La sveglia iniziò a suonare, come ogni mattina, alle 7.00 in punto, portando Bulma a dischiudere gli occhi e ad allungare il braccio verso il comodino per disattivarla. Vegeta era solito alzarsi all’alba per cominciare i suoi estenuanti allenamenti ed il fatto che stesse ancora dormendo, era la netta dimostrazione di che orribile notte avesse passato. Poi, però, si soffermò a guardarlo e non riuscì a non rimanerne incantata. Se ne stava prono con le braccia sotto al cuscino ed il viso rivolto verso di lei, con un’espressione così rilassata da far credere che fosse definitivamente guarito. Decise di lasciarlo in pace ed iniziò a prepararsi: doveva andare a quella dannata riunione di lavoro, ma prima avrebbe accompagnato Trunks a scuola perché, anche se suo figlio era un bambino fuori dal comune, che poteva benissimo volare e raggiungere i compagni in un batter d’occhio, Bulma preferiva andare con lui ed evitare questioni inutili con i maestri, che si sarebbero fatti sicuramente delle domande nel vederlo arrivare ogni giorno senza un adulto al suo fianco.
Così, dopo aver fatto colazione e dopo essersi data una sistemata, era salita in macchina insieme a Trunks, lasciando Vegeta da solo a riposare…

Era in ginocchio dinanzi a Freezer, con il sangue che ribolliva nelle vene.
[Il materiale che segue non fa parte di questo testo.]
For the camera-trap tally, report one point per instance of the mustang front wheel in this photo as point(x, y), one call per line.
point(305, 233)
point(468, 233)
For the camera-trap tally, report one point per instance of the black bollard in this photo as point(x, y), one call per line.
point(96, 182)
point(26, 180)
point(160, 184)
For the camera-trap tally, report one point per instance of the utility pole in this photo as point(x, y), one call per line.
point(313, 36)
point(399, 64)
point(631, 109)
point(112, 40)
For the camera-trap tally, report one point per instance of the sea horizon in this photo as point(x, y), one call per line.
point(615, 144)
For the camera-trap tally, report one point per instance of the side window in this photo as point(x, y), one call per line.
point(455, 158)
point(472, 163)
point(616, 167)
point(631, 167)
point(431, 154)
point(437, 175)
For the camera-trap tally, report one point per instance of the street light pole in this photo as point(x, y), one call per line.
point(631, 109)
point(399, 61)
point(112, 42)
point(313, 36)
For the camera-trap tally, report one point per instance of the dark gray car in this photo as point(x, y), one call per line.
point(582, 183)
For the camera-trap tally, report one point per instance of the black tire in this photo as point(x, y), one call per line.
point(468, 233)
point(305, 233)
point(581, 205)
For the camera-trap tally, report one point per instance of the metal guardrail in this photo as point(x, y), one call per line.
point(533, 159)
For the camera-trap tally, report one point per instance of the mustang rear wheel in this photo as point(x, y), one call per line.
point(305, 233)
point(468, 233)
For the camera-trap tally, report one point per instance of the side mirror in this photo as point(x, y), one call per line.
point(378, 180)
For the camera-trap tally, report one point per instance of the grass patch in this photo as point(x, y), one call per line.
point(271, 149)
Quel mostro non era mai soddisfatto delle missioni svolte dalla sua squadra e continuava a prendersi gioco di lui.
“Inutile scimmione!” quel tono sprezzante e deluso preannunciava solo una cosa: torture. Lo spietato tiranno si era voltato verso il guerriero dalla lunga treccia, che sostava in piedi alla sua destra.
“Zarbon! Quanto ci avreste messo tu e Dodoria ad impossessarvi di quel misero corpo celeste?”
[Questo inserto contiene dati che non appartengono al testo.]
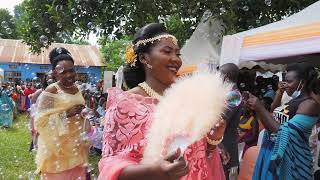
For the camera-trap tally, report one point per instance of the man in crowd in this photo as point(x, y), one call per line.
point(229, 145)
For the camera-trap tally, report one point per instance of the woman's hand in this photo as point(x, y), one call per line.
point(217, 132)
point(254, 103)
point(225, 156)
point(282, 86)
point(171, 167)
point(75, 110)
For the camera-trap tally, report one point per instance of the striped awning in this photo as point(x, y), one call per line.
point(14, 51)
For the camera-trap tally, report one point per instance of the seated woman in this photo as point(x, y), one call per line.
point(6, 108)
point(154, 61)
point(285, 152)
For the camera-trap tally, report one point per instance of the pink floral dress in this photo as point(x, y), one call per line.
point(128, 118)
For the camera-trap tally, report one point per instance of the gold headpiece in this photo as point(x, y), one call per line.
point(156, 38)
point(131, 56)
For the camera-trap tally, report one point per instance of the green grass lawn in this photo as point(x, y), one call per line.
point(16, 162)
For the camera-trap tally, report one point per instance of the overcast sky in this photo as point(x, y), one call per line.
point(9, 4)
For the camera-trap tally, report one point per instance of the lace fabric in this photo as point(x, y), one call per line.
point(59, 147)
point(128, 119)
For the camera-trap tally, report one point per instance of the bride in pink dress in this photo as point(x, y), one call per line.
point(152, 65)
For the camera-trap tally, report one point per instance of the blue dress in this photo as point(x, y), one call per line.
point(6, 110)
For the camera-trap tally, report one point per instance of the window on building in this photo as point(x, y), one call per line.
point(83, 77)
point(12, 76)
point(12, 66)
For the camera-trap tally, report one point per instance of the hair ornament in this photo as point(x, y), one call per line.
point(156, 38)
point(130, 55)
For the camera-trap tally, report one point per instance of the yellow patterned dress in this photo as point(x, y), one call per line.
point(59, 146)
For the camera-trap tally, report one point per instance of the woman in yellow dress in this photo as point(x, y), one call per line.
point(62, 153)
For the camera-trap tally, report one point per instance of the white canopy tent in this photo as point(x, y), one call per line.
point(279, 43)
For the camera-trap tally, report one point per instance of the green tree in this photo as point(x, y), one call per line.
point(117, 18)
point(113, 52)
point(8, 25)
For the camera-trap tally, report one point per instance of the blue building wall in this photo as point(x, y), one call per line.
point(29, 71)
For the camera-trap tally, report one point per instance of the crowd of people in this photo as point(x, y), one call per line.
point(276, 120)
“Credo, mio signore, che tre giorni sarebbero bastati a compiere una missione tanto banale”. Impossibile. Nessuno, eccetto Freezer, poteva farcela in così poco tempo. Nessuno sarebbe riuscito a conquistare quel pianeta, abitato da uomini addestrati al combattimento, in meno di una settimana. Ghignava, il prediletto del mostro. Si credeva superiore al principe della stirpe saiyan. Ma era buono solo a leccare il culo al suo padrone, ad abbassare la testa in segno di sottomissione, ogni volta che la lucertola apriva bocca. Ma lui, l’erede della grande dinastia Vegeta, non era così. Lui non abbassava mai la testa. Lui guardava in faccia il padrone dell’universo nonostante la posizione alla quale era costretto. Perché lui era diverso. E la diversità lo condusse alla rovina.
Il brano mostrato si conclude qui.